On November 9, shareholders gathered within the walls of the vast Salle Pleyel in Paris’ chic 8th arrondissment. The storied Art Deco concert hall, home of the Orchestre de Paris, played host to the Annual General Meeting (AGM) of famed French wines & spirits distiller, Pernod Ricard.  True to form, Proxinvest analysts descended upon the AGM to chronicle the events of the day.

Alexandre Ricard, scion of the Ricard Family, took to the stage in his capacity as Chairman and CEO to profusely thank his employees for achieving growth, year after year, reflecting the company’s expanding footprint in its key growth markets (US, China, India…). The crowd was regaled with impressive tales of organic growth, cash flow generation, and debt reduction; staples of a conventional AGM. The results, however, belied a track record of chronic underperformance (on notable operational metrics) vis-à-vis market leader Diageo Plc and the failure to uphold corporate governance best practices.
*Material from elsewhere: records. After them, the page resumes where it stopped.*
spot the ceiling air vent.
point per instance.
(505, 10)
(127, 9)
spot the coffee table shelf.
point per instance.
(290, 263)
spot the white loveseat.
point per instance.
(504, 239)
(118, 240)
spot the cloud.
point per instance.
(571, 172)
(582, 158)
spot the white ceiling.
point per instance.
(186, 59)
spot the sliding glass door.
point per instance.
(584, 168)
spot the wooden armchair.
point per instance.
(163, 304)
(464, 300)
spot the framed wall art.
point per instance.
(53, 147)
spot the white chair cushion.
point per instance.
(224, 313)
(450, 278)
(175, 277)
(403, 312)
Time and again, Proxinvest has publicly spoken out against the company’s practice of combining the CEO and Chairman positions (since 2015), the disproportionate number of Board seats held by its largest shareholders, and most importantly, its use of double voting rights with excessive terms (after a 10-year holding period). Unsurprisingly, this has made the maker of the famed eponymous pasitis one of the least shareholder-friendly companies in the CAC 40.

Phitrust Active Investors, an open-ended mutual fund (société d’investissement à capital variable, or SICAV) shared our concerns. Pernod Ricard nevertheless was unequivocal in its response to several written questions addressed by the fund to its top brass: double voting rights are an appropriate tool to promote shareholder loyalty. Not to dwell on the subject of shareholder loyalty which, as demonstrated by several practioners, can be achieved through other means, the company’s purported rationale ignores a key category of long-term shareholders: holders of bearer shares who are denied double voting rights irrespective of their holding period.
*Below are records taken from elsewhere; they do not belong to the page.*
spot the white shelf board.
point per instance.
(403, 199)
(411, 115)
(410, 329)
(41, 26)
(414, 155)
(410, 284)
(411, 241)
Making matters worse, neither the over-representation of the two largetst shareholders (Ricard Family and Groupe Bruxelles Lambert), nor the combined Chairman-CEO position were deemed as governance issues by the Board. Whereas the Ricard Family shareholder pact holds almost 15% of shares, it controls 36% of Board seats. The Board’s justification that directors represent all shareholders regardless of family affiliation, essentially a regurgitation of a director’s legal responsibility, is as disconcerting as it is unconvincing.

Fortunately, a sizable number of shareholders heeded our concerns. Case in point were the re-elections of Veronica Vargas, a great granddaughter of company founder Paul Ricard, and Paul Ricard SA (largest member of the aforementioned shareholder pact, represented by Paul-Charles Ricard, another third-generation descendant of the founder) which received opposition rates of 18.11% and 11% respectively.

Shareholders should further note that Veronica Vargas was identified as a related party in the Statutory Auditor’s Special Report on Regulated Agreements and Commitments with Related Parties due to her employment at Société Générale Corporate & Investment Banking (SG CIB). The bank provided financing as part of its regulated agreement with the company, and yet, contrary to the spirit of the law, the report failed to disclose the interest paid for such financing. However, Deloitte and KPMG, the company’s auditors who are ultimately responsible for the disclosure of such crucial details, were not sanctioned by shareholders.

No true AGM tale is complete without addressing one of the most headline-grabbing topics on the agenda: executive compensation. In a rare departure from the norm, Pernod Ricard failed to disclose all the components of Alexandre Ricard’s compensation in the standard overview table typically found in a French company’s reference document. Notably absent from said table was a sum to the tune of €2.7M awarded to the company chief to compensate him for forgoing his rights to a “Top Hat” pension plan. Once taken into account, this payment would increase Alexandre Ricard’s total compensation to €6.3M. Notwithstanding this adjustment, the orginial total compensation of €3.6M was deemed excessive in so far as alignment with performance is concerned. Shareholders were regrettably unfazed: 97% of them voted to approve the “Say on Pay” resolution.